Winters Mill's Woodyard talks Penn State commitment

Thankfully for Woodyard, his location didn't stop him from joining the likes of Boone and Strickland at the high-major level. The 6-foot-5, 195-pound shooting guard verbally committed to Penn State on Feb. 17.

Woodyard picked Penn State over offers from Longwood, Loyola, UMBC and Youngstown State. He was also receiving interest from Holy Cross.

Woodyard credited Winters Mill coach Dave Herman and his AAU coach on the Maryland Mavericks, Thomas Caviness, with getting the word out to college coaches.

"Coach Herman called [Penn State] up and was telling them that I was being under-recruited, so they took the chance and came out and recruited me."

Woodyard, who's averaging more than 20 points, 4.5 rebounds and 2.5 assists per game, did his part on the court once Ed DeChellis and his staff got a look.

On an unofficial visit to Penn State on Feb. 2, Woodyard was on hand to witness the Nittany Lions' biggest win of the year -- an 85-76 shocker over then-No. 7 Michigan State.

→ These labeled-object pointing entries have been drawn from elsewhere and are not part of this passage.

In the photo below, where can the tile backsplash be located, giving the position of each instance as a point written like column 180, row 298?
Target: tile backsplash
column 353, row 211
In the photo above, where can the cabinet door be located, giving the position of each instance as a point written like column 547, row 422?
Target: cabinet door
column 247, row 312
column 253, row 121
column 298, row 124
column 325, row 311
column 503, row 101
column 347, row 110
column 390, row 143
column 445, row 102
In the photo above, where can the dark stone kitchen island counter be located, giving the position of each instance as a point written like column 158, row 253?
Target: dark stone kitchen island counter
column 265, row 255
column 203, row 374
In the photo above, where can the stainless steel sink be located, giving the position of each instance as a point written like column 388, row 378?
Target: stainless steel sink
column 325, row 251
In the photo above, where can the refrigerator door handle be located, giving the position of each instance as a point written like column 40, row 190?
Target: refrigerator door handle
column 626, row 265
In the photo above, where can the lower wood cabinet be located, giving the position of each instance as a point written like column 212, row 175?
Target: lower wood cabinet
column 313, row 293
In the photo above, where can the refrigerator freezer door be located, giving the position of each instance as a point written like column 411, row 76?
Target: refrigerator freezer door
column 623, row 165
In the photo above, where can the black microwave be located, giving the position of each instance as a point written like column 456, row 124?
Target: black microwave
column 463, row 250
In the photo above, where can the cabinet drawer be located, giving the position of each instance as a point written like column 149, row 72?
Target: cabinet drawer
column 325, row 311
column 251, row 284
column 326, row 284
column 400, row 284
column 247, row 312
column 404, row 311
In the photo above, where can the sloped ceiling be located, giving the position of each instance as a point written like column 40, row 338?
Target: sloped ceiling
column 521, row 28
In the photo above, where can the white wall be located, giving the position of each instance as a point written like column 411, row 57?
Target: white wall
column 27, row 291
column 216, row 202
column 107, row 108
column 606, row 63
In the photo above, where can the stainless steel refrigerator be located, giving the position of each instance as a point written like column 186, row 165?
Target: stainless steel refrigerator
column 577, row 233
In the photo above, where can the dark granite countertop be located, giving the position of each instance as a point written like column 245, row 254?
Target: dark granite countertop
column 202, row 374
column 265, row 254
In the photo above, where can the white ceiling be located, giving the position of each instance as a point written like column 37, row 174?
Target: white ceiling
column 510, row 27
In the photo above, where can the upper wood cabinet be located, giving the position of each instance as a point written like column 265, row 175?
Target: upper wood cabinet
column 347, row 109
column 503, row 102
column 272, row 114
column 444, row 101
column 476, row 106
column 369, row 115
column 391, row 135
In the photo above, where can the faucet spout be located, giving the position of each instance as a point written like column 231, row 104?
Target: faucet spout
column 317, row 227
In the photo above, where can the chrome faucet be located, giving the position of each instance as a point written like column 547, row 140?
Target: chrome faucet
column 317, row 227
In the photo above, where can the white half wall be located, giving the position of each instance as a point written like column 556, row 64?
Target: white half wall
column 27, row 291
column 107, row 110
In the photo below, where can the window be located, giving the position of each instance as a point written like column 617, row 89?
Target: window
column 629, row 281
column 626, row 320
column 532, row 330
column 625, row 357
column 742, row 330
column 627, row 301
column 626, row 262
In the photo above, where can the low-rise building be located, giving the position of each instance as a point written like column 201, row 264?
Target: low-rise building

"It made me understand that it's tough to play on the road in the Big Ten," Woodyard said, "and it's good to have supporting fans. But it also made me realize that the team isn't as bad as it seems to be with what they've been through the past couple of months."

Penn State's biggest problem this season was the loss of leading scorer and rebounder Geary Claxton with a torn knee ligament.

But the Michigan State win showed Woodyard that PSU was closer to being a winning program that most people would think. So when DeChellis called Woodyard two weekends ago to offer a scholarship, the Winters Mill standout didn't even have to sleep on the decision.

"He called me up, and as soon as he offered, I took it," Woodyard said. "He said [he was offering a scholarship], and I told him that I would come out and play for him next year. And he said, 'You're saying you're coming?' He was making sure I actually said it."

Woodyard said it feels good not having to worry about returning phone calls from other coaches anymore. Rather, he can just focus on his game, and look forward to arriving in State College after his time at Winters Mill is done.

"It's like a small town on campus," Woodyard said of State College. "The people up there were cool and friendly, so it made me feel at home."